Ou vous testez vos théories et vous êtes scientifique
ou vous ne les tester pas et vous n'êtes pas un scientifique.
Vous ne testez pas vos théories donc vous n'êtes pas
un scientifique. Nombreux sont les économistes qui se font
piéger par ce sophisme. La prémisse qui est fausse
est celle qui prétend identifier le travail scientifique
avec une méthodologie particulière : le positivisme.
L’équivoque
C’est
ce qui arrive lorsqu’un mot ou une expression change de
sens
au cours de l’argument.
Prenons
deux exemples : Le bonheur est la fin de la vie La fin de la vie est la mort __________________ Donc, le bonheur est la mort La moitié d’un pain est mieux que rien Rien n’est pas mieux que la santé __________________________ Donc, la moitié d’un pain est mieux que la santé
L’amphibologie
Il
s’agit souvent d’une phrase à double sens
ou imparfaitement construite.
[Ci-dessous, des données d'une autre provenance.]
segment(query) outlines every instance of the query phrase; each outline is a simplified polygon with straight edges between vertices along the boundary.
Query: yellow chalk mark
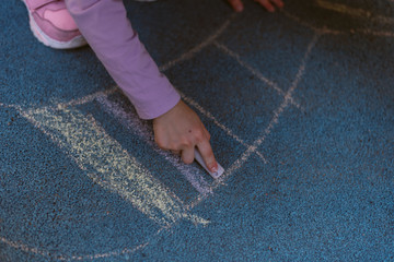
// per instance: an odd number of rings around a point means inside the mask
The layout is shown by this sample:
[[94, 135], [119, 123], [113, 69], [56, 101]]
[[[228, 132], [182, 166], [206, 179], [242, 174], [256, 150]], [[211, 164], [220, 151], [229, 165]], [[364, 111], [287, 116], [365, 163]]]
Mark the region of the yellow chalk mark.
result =
[[333, 2], [328, 2], [328, 1], [324, 1], [324, 0], [316, 0], [316, 3], [318, 7], [331, 10], [331, 11], [349, 14], [352, 16], [370, 19], [371, 21], [381, 22], [381, 23], [394, 23], [394, 20], [392, 17], [373, 15], [372, 12], [363, 10], [363, 9], [355, 9], [355, 8], [345, 5], [345, 4], [333, 3]]
[[35, 109], [25, 116], [50, 135], [81, 169], [88, 170], [96, 183], [118, 193], [161, 226], [169, 226], [179, 218], [195, 224], [208, 223], [188, 214], [182, 202], [108, 135], [92, 116], [74, 108]]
Dans le petit Larousse, l’exemple suivant est présenté
: " Je porte des bonbons à mes enfants qui sont dans
la poche de mon vêtement " Qui est dans ma poche : les
enfants ou les bonbons ?
L’accent
mal placé, le rythme, l’allitération, la rime
Mettre
l’accent sur l’un des mots
de la phrase plutôt
que sur un autre peut en changer le sens. Par exemple : " Allumez votre cigarette " (sans accent) : c’est
une instruction " Allumez votre cigarette " : au lieu d’allumer la
lampe " Allumez votre cigarette " : au lieu d’allumer celle
de votre voisin " Allumez votre cigarette " : au lieu de la mettre dans
votre oreille De la même façon, en rythmant la phrase
ou en
ajoutant une rime
, on obtient des slogans : " Boire ou conduire, il faut choisir " " Des crédits pour l’école, pas pour les
monopoles " " Défense nationale, dépense nationale, démence
nationale "
La
Composition
Dans
la composition, ce qui vaut pour les parties
d’un tout
vaut pour le tout
. Si chaque joueur est bon, alors l’équipe est bonne.
Or, les Barbarians, qui comptent dans leurs rangs les meilleurs
joueurs de rugby (en individuel) se font battre régulièrement
par les équipes nationales. Les économistes aiment beaucoup les paradoxes auxquels conduit
ce type de sophisme. Prenons un ensemble d’individus qui regardent
passer le défilé du 14 juillet. Si l’un d’entre
eux se met sur la pointe des deux pieds pour mieux voir et que personne
ne l’imite, il profitera effectivement mieux du spectacle.
Mais si tous agissent de la même façon, personne ne
verra mieux qu’avant et ils seront d’autant plus fatigués.
De la même façon, les nouveaux étudiants qui
observent les revenus importants de leurs aînés spécialisés
en finance, se précipitent dans cette filière, mais
une fois leurs études terminées, ils se retrouvent
avec un niveau de vie peu différent de celui de ceux qui
n’ont pas suivi cette voie. En réalité, ces deux paradoxes résultent fondamentalement
d’un défaut de coordination. Il n’est pas difficile,
en effet, de construire des estrades ou de vendre des périscopes
pour permettre à chaque individu de voir le défilé.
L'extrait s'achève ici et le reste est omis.